Brazilian firms hope that their reputation will ensure that opportunities keep coming. They are keen to distinguish themselves from competitors, especially the Chinese. They do not want to be seen as grabbing everything they can, says Rodrigo da Costa Fonseca, Andrade Gutierrez’s president in Africa. Whereas Chinese firms are lambasted for their working practices, their Brazilian counterparts emphasise that they play by the rules, are good employers and want to build enduring relationships by offering development aid as well as private investment.

In particular, Brazilians stress that in Africa they employ Africans (Chinese firms are often criticised for shipping in their own people). Around 90% of Odebrecht’s employees in Angola are locals, as are 85% of Vale’s employees in Mozambique.

The Brazilians have not managed to avoid all criticism. Vale has come under fire for its resettlement of over 1,000 families to make way for its coal mine. Most have been moved to a brand-new village at Cateme, 40km away from Moatize. Disgruntled villagers say the cost of living has soared because of the added expense of getting to Tete, the provincial capital. The ground is less fertile and water less plentiful at the new location, say inhabitants, and the houses provided by Vale are shoddily built. In January angry villagers blocked a nearby railway line in protest.

Vale says it is dealing with these problems—fixing the houses and putting on a bus into town. The company is paying the price for being first in, says Altiberto Brandão, who runs Vale’s mine at Moatize. Vale has a 35-year concession so it needs to keep locals on its side: “we don’t want 35 years of problems,” Mr Brandão insists.

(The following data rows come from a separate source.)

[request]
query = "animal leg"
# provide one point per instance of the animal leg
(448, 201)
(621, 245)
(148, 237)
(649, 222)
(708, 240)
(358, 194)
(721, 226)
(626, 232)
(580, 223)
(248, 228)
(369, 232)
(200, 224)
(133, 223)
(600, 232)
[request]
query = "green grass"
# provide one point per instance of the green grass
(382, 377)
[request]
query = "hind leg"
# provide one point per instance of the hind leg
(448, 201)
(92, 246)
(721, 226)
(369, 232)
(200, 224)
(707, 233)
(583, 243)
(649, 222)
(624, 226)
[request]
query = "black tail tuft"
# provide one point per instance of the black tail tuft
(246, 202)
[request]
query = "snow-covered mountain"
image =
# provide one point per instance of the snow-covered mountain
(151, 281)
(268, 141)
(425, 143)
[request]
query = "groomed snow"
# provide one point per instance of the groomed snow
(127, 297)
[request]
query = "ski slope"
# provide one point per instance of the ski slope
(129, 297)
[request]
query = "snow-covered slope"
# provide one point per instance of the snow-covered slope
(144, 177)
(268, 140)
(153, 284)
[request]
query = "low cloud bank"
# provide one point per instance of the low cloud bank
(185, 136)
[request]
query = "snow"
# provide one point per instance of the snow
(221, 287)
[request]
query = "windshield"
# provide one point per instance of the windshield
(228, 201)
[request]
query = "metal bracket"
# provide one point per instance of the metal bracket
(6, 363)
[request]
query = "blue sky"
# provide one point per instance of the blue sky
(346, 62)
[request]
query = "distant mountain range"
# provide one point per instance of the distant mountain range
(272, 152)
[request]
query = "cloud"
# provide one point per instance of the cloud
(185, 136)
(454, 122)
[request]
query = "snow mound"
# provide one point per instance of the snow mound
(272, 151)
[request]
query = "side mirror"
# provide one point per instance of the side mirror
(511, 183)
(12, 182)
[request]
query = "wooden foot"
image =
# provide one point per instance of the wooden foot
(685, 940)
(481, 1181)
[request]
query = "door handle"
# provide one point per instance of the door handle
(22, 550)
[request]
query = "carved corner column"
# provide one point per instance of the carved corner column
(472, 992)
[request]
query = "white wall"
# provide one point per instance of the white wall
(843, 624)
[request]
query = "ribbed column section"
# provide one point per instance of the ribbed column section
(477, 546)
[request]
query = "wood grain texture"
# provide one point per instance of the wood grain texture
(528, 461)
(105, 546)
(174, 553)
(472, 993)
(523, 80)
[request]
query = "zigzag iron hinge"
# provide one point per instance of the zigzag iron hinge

Brazil is still enjoying its honeymoon in Africa, says Oliver Stuenkel of the Global Public Policy Institute, a think-tank. Still, Brazil should learn from the mistakes of others, he says. With its prominence in mining, there is always a danger that Brazil is seen as a new colonial power. Though its presence is growing, it is still paltry compared with China’s. Unlike China, Brazil does not need Africa’s resources but is more interested in diversifying its markets. There is no construction in Europe—there is nothing left to build there, laughs OAS’s Africa head, Leonardo Calado de Brito. “Africa is the place to be.”